One drizzly Sunday when I was eight or nine, a Los Angeles TV channel aired Singin’ In the Rain three times in a row – a station manager pining for relevancy, no doubt. Mom wasn’t impressed. When “Good Morning” rang for the third go-round, she shooed me out to the wet backyard. I didn’t need a fourth viewing anyway, I’d already memorized what I considered the best bits: Not the tap dances, sorry to say, but the Jean Hagen/Debbie Reynolds voice swap routines. “Till the stars turn cold”? Yes siree, that lip-synced re-record jazz looked like the most fun ever.

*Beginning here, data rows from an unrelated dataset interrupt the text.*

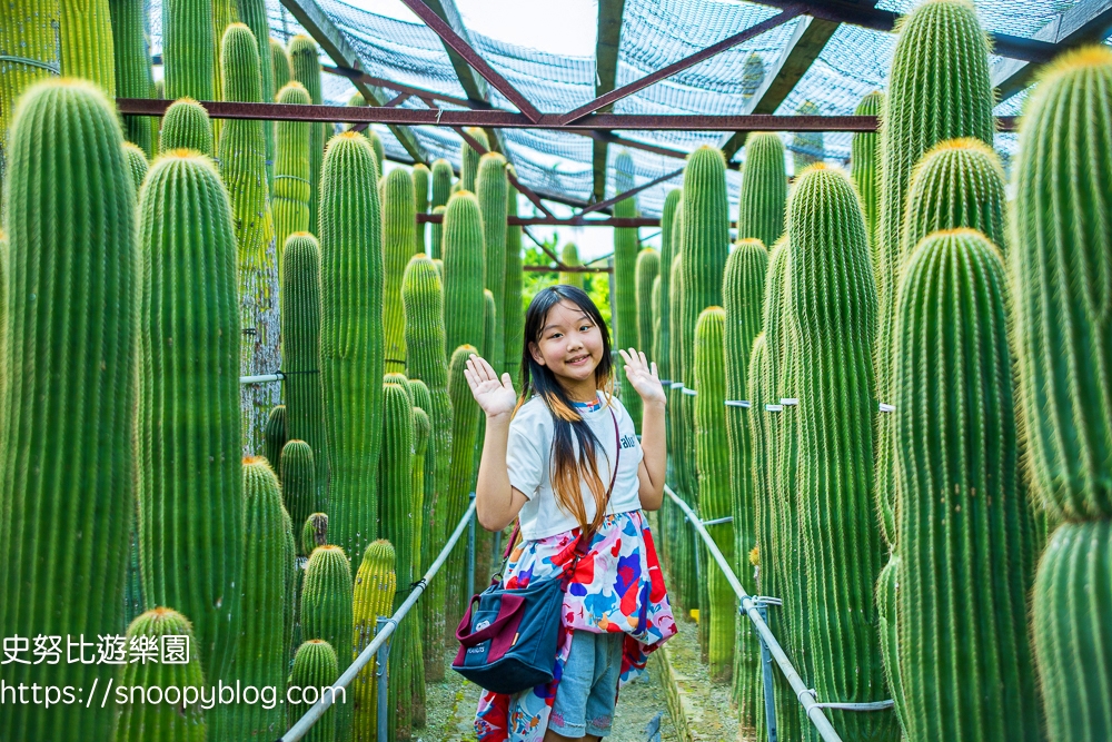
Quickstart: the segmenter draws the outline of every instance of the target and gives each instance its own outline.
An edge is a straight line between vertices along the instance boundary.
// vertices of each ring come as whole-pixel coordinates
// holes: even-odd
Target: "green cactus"
[[[698,516],[704,521],[733,514],[729,493],[729,446],[726,441],[726,380],[723,373],[723,329],[726,313],[722,307],[708,307],[695,326],[694,383],[695,461],[698,469]],[[733,562],[734,533],[732,523],[707,526],[718,550]],[[709,665],[712,682],[727,682],[733,671],[735,603],[729,583],[721,570],[708,570],[709,584]],[[699,623],[705,619],[699,613]]]
[[[261,102],[259,49],[244,23],[224,34],[220,75],[227,100]],[[245,330],[240,374],[272,374],[278,353],[278,263],[267,189],[267,148],[264,122],[229,119],[220,129],[220,177],[235,210],[239,259],[240,323]],[[250,330],[254,329],[254,333]],[[259,449],[270,408],[281,399],[274,384],[245,384],[240,392],[244,452]]]
[[[4,59],[0,62],[0,180],[4,177],[17,101],[37,80],[61,73],[60,24],[57,0],[10,0],[4,6],[4,20],[0,23],[0,57]]]
[[[583,265],[583,261],[579,259],[579,248],[575,246],[575,243],[568,243],[564,246],[564,249],[560,250],[560,261],[569,267]],[[583,288],[583,274],[578,271],[565,273],[562,270],[559,283]]]
[[[880,323],[874,353],[877,402],[892,404],[896,295],[907,255],[904,206],[919,160],[940,141],[975,137],[992,146],[995,98],[989,78],[989,41],[967,0],[929,0],[900,27],[881,129],[876,290]],[[895,416],[877,419],[876,492],[884,537],[895,532]],[[906,554],[904,555],[906,557]]]
[[[281,495],[286,512],[294,523],[305,523],[317,512],[317,464],[312,448],[305,441],[290,439],[281,449]],[[311,548],[298,548],[307,556]]]
[[[486,151],[490,151],[490,140],[487,138],[486,131],[477,128],[465,129],[465,131],[483,145]],[[479,177],[479,158],[481,154],[483,152],[477,152],[471,149],[471,146],[468,145],[466,140],[460,146],[459,190],[469,190],[473,194],[478,190],[477,182]]]
[[[814,165],[796,176],[787,205],[796,349],[798,546],[806,625],[800,645],[824,702],[888,698],[874,584],[884,546],[872,501],[876,283],[868,233],[846,174]],[[845,537],[853,534],[853,537]],[[854,647],[852,656],[828,647]],[[848,739],[900,740],[891,712],[832,711]],[[959,735],[960,736],[960,735]],[[944,739],[944,738],[935,738]]]
[[[896,622],[913,740],[1042,738],[1005,301],[1000,255],[972,229],[935,233],[907,263],[894,356]],[[981,691],[964,692],[971,683]]]
[[[216,100],[214,81],[219,40],[220,37],[214,33],[212,0],[166,0],[162,3],[165,98]]]
[[[128,645],[130,646],[132,641],[141,641],[140,636],[153,636],[159,645],[163,636],[187,636],[190,650],[193,644],[193,631],[189,620],[173,609],[152,609],[132,621],[128,626]],[[129,700],[133,699],[136,702],[120,706],[116,734],[105,739],[112,739],[116,742],[149,740],[205,742],[207,739],[205,714],[200,704],[186,705],[166,700],[166,691],[170,687],[178,689],[180,699],[182,689],[200,689],[205,685],[205,676],[196,654],[190,652],[186,664],[130,662],[120,667],[116,680],[119,687],[129,689]],[[285,680],[282,677],[282,683]],[[139,687],[145,691],[158,689],[161,693],[140,695],[135,692],[135,689]],[[156,703],[155,700],[159,702]],[[278,713],[281,714],[280,711]]]
[[[434,468],[430,486],[425,496],[421,522],[424,523],[423,552],[418,551],[418,574],[424,574],[439,554],[447,537],[447,528],[455,525],[448,516],[448,486],[451,466],[453,404],[448,396],[448,362],[444,354],[444,299],[440,278],[433,261],[424,255],[414,256],[406,267],[401,284],[405,304],[406,372],[411,378],[425,383],[429,406],[425,408],[431,424],[429,448]],[[463,513],[460,513],[463,515]],[[429,586],[429,605],[444,605],[444,581]],[[439,681],[444,676],[444,612],[430,611],[425,616],[425,649],[428,677]]]
[[[359,654],[378,633],[378,619],[394,613],[397,574],[394,546],[385,540],[367,546],[355,577],[355,652]],[[348,687],[355,693],[355,742],[378,740],[378,663],[373,659]]]
[[[411,201],[410,201],[411,202]],[[410,240],[410,246],[413,241]],[[387,383],[383,387],[383,458],[379,462],[379,512],[383,537],[394,545],[397,555],[395,571],[398,584],[413,582],[413,403],[405,387]],[[395,596],[395,610],[405,594]],[[406,621],[398,625],[390,647],[390,709],[391,726],[396,735],[408,739],[410,732],[410,703],[413,701],[413,651],[419,641],[414,631],[417,624]]]
[[[328,508],[328,447],[320,387],[320,246],[308,233],[286,240],[281,278],[281,350],[287,438],[305,441],[317,467],[312,509]],[[291,515],[294,511],[290,511]],[[294,523],[300,523],[299,516]]]
[[[170,103],[162,117],[158,149],[163,155],[175,149],[191,149],[212,157],[212,125],[205,107],[192,98],[181,98]]]
[[[284,55],[286,51],[278,46]],[[290,82],[278,91],[284,105],[308,106],[309,93],[300,82]],[[309,127],[308,121],[278,121],[274,190],[270,209],[275,217],[275,245],[278,248],[278,276],[282,275],[286,240],[296,233],[309,231]],[[280,296],[280,294],[279,294]]]
[[[294,79],[294,62],[290,61],[286,47],[274,37],[270,37],[270,73],[274,76],[275,90],[281,90]]]
[[[633,157],[622,150],[614,158],[614,190],[625,192],[634,187]],[[614,205],[615,217],[637,216],[637,202],[626,198]],[[637,324],[637,230],[623,227],[614,230],[614,295],[610,297],[610,325],[614,327],[614,347],[628,349],[638,344],[641,327]],[[722,274],[718,275],[722,279]],[[717,304],[717,303],[716,303]],[[707,305],[709,306],[709,305]],[[692,318],[692,333],[695,318]],[[634,427],[641,429],[641,395],[629,384],[624,373],[618,373],[618,396],[633,418]]]
[[[661,271],[661,254],[646,247],[637,254],[637,349],[647,358],[653,352],[653,281]]]
[[[309,469],[311,472],[311,467]],[[292,526],[282,505],[278,477],[267,459],[244,459],[244,583],[239,641],[230,676],[244,685],[282,687],[289,655],[285,642],[287,583],[294,571]],[[212,739],[269,739],[280,734],[280,705],[220,704],[211,714]]]
[[[386,266],[386,294],[383,298],[386,369],[406,367],[405,317],[401,309],[401,277],[414,254],[416,217],[414,181],[404,168],[386,176],[383,188],[383,255]]]
[[[455,194],[444,212],[445,348],[483,345],[484,265],[479,201],[469,192]]]
[[[509,188],[506,158],[498,152],[480,157],[475,181],[479,211],[483,214],[483,285],[494,295],[494,306],[500,314],[506,301],[506,191]],[[506,368],[506,337],[500,328],[492,340],[489,349],[484,347],[483,350],[486,359],[500,374]]]
[[[1039,79],[1020,126],[1010,245],[1027,469],[1041,506],[1066,523],[1039,563],[1034,637],[1049,738],[1112,735],[1112,55],[1064,55]],[[13,245],[14,247],[14,245]],[[13,253],[14,254],[14,253]],[[902,632],[902,625],[901,625]],[[905,683],[906,685],[906,683]]]
[[[108,0],[108,10],[112,19],[117,95],[121,98],[153,98],[147,4],[143,0]],[[147,157],[155,155],[150,133],[148,117],[123,117],[125,138],[135,142]]]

Last Saturday, I finally got my chance. 8 A.M., I drove up to Glendale’s Monkeyland Audio for a session of automated dialogue replacement. The sky drizzled – just enough to spot my car, but hey. And the voice I replaced on my pal’s short film was mine, so no thrill of being the sultry alto besting some whiny soprano. Still, there was the movie screen, here was the music stand complete with script, mic clipped to my chest, headphones on, engineer in the booth behind and –
Beep-beep-beep, the engineer’s cue in my ear sounded I swear like the start of a downhill ski race and that’s all I could think, and by the time I got that vision out of my head, my lips onscreen had already moved. Took me five tries to get the first line right.
I got better after that. Really, I did. But dang, that Debbie Reynolds was good.